Bloß kein "Helfer-Gestus", bloß keine Schrödereien - hier sprach Merkels Mann und distanzierte sich von den allzeit bereiten Staatskapitalisten der SPD. Dem anwesenden alten Opelaner war es ein Graus. "Schönschwätzerei", polterte es aus Jasczyk heraus, man wolle wohl abwarten, wie der Opel-Mutterkonzern General Motors in die Pleite gehe.

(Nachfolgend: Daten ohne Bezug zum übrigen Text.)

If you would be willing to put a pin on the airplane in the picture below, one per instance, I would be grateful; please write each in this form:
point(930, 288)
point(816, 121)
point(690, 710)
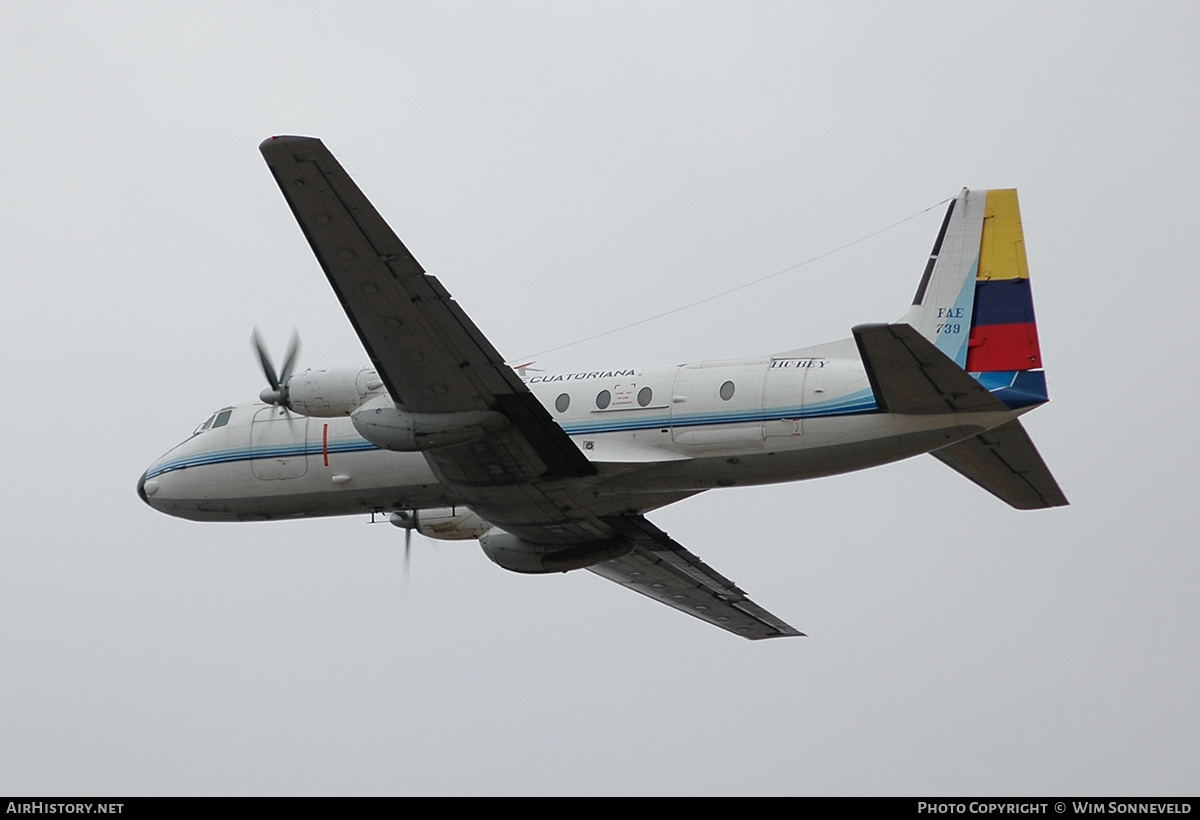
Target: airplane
point(556, 471)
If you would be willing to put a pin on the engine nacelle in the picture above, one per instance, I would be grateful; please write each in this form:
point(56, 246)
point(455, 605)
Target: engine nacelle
point(333, 391)
point(445, 524)
point(521, 556)
point(394, 428)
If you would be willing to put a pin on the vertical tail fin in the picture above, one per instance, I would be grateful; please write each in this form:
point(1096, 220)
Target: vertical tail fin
point(975, 301)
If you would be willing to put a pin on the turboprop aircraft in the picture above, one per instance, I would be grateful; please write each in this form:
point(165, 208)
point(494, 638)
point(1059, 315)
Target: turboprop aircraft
point(555, 472)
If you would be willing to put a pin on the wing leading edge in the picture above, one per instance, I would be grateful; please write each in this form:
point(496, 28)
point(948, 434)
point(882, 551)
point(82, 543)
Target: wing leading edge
point(426, 349)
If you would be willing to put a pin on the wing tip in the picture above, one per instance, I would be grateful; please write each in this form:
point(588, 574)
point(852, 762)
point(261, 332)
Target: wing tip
point(285, 141)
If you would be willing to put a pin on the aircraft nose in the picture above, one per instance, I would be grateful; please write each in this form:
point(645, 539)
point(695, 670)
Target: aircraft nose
point(147, 489)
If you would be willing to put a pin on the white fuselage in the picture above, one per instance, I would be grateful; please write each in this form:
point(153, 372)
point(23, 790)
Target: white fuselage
point(654, 435)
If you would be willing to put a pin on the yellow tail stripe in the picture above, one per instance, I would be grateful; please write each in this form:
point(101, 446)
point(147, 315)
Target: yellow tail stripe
point(1002, 245)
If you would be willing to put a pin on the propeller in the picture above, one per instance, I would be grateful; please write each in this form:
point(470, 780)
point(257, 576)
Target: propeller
point(277, 391)
point(407, 521)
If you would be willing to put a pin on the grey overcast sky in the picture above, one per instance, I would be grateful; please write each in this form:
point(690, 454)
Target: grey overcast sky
point(567, 168)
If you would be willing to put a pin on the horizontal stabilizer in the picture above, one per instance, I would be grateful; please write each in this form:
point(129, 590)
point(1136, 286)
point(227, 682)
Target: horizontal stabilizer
point(909, 375)
point(660, 568)
point(1006, 464)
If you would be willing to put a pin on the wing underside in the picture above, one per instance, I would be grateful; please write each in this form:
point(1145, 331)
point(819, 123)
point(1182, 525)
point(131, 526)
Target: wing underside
point(528, 479)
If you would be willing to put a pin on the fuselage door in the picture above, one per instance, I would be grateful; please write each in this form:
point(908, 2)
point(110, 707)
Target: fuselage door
point(277, 440)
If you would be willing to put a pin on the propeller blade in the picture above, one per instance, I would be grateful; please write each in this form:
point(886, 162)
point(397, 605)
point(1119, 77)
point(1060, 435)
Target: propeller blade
point(291, 358)
point(408, 549)
point(277, 391)
point(264, 359)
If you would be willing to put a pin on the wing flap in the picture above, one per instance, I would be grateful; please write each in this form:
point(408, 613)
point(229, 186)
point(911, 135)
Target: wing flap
point(909, 375)
point(1006, 464)
point(660, 568)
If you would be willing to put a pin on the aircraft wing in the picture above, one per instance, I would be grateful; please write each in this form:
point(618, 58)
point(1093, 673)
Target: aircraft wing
point(660, 568)
point(433, 359)
point(426, 349)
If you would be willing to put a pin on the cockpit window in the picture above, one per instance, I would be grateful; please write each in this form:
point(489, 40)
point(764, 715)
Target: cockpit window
point(219, 419)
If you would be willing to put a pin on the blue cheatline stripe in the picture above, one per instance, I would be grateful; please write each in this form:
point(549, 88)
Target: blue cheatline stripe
point(856, 403)
point(1003, 301)
point(246, 454)
point(1017, 388)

Angela Merkel habe zwar vollmundig Hilfe angekündigt, aber davon sei nichts zu sehen. Es werde nur geredet, und dem Wirtschaftsminister Karl-Theodor zu Guttenberg könne man beim Laufen die Schuhe besohlen. Das gehe so weit, bis am Ende 25.000 Opelaner in den Bundestag kämen, "als Gast". Der Ex-Betriebsrat verwies auf die hohen Folgekosten, wenn der Rüsselsheimer Autobauer wirklich dichtmachen würde.

Ein Handlanger der Konzerne?

Es stand bei Maischbergers aufgekratztem Vor-Mitternacht-Plausch nicht nur diese Drohung im Raum. Vor allem Buchautor Wallraff arbeitete sich - mundwinkelzuckend - an Clement und dem Clement-Kapitalismus ab. Er polterte gegen gierige Bonusmanager wie bei der Postbank, gegen Lohndumping via Leiharbeit, Augenwischerei in der Arbeitslosenstatistik und soziale Verwahrlosung, die auch Menschen aus der Mitte treffen könnten - und immer wieder gegen Studionachbarn Clement, den "Handlanger der Konzerninteressen".

Der Attackierte verbreitete, keine Lust auf Rechtfertigung zu haben. Niederreden aber lasse er sich auch nicht. Er sei ja seit vier Jahren kein aktiver Politiker mehr und könne tun, was er wolle. Mit Zeitarbeit sei schnell etwas in Bewegung zu bringen, sozialpolitisch stehe Deutschland gut da und im Übrigen fahre er jetzt gleich nach der Sendung nach China, für sein Zeitarbeits-Institut. Da gehe es in einem Projekt um den Übergang von der Schule ins Berufsleben. Eine Staatsbeteiligung bei Opel auf Zeit und einen Mindestlohn konnte sich Clement wiederum vorstellen.

Den Anfang der ARD-Talkshow hatte der gelernte Journalist unbehelligt von Wallraffs Tiraden und Einspielfilmen aus der Realität noch alleine bestreiten dürfen. Der langjährige Genosse, vor einigen Wochen aus der Partei ausgetreten, wetterte wieder einmal gegen den machtgierigen SPD-Chef Franz Müntefering und geißelte die Parteien, die sich immer weiter vom Volk entfernten ("sie sind nicht allein"). Einmal forderte Clement die Ämterrotation von Politikern und sprach von einer "ziemlich langsamen, langweiligen Gesellschaft". Da war er wieder in seinem Element, der manische Kurzweilige, der hier sein neues Buch "Klartext" vermarkten konnte.

Da gestand Gastgeberin Maischberger dem aktuell ungleich wichtigeren Politiker Röttgen auffallend weniger Buch-Promotionszeit zu. "Deutschlands beste Jahre kommen noch", lautet der Titel des auf Optimismus gebürsteten Besinnungswerks. Es hat zur These, dass wir den Mächten der Globalisierung nicht ausgeliefert sind, sondern politisch mitgestalten können - am besten als "europäische Stimme der sozialen Markwirtschaft". Wenn das keine Vision ist!

So viel Mut braucht es in der aktuellen Krise, da können die Opelaner noch so jammern. Nur Susanne Wiest, die Frau mit dem Grundeinkommen, wollte nicht aufhören mit ihren Wirklichkeitsberichten aus Ostdeutschland und ihrer Theorie, der Staat sei doch für die Bürger da. Da musste Norbert Röttgen schon tief in die Kiste greifen, die christliche Soziallehre bemühen und die These von der Verantwortung des Menschen herausstellen, der durch Geld nicht glücklich werde.

"Wir leben in unterschiedlichen Welten", bilanzierte Merkels Mann. Ja, diese Erkenntnis lieferte die resolute Krisenerforscherin Maischberger an diesem Abend. Und dann durfte auch Wolfgang Clement schließlich aufstehen und nach China fahren. Alles ganz extraordinär.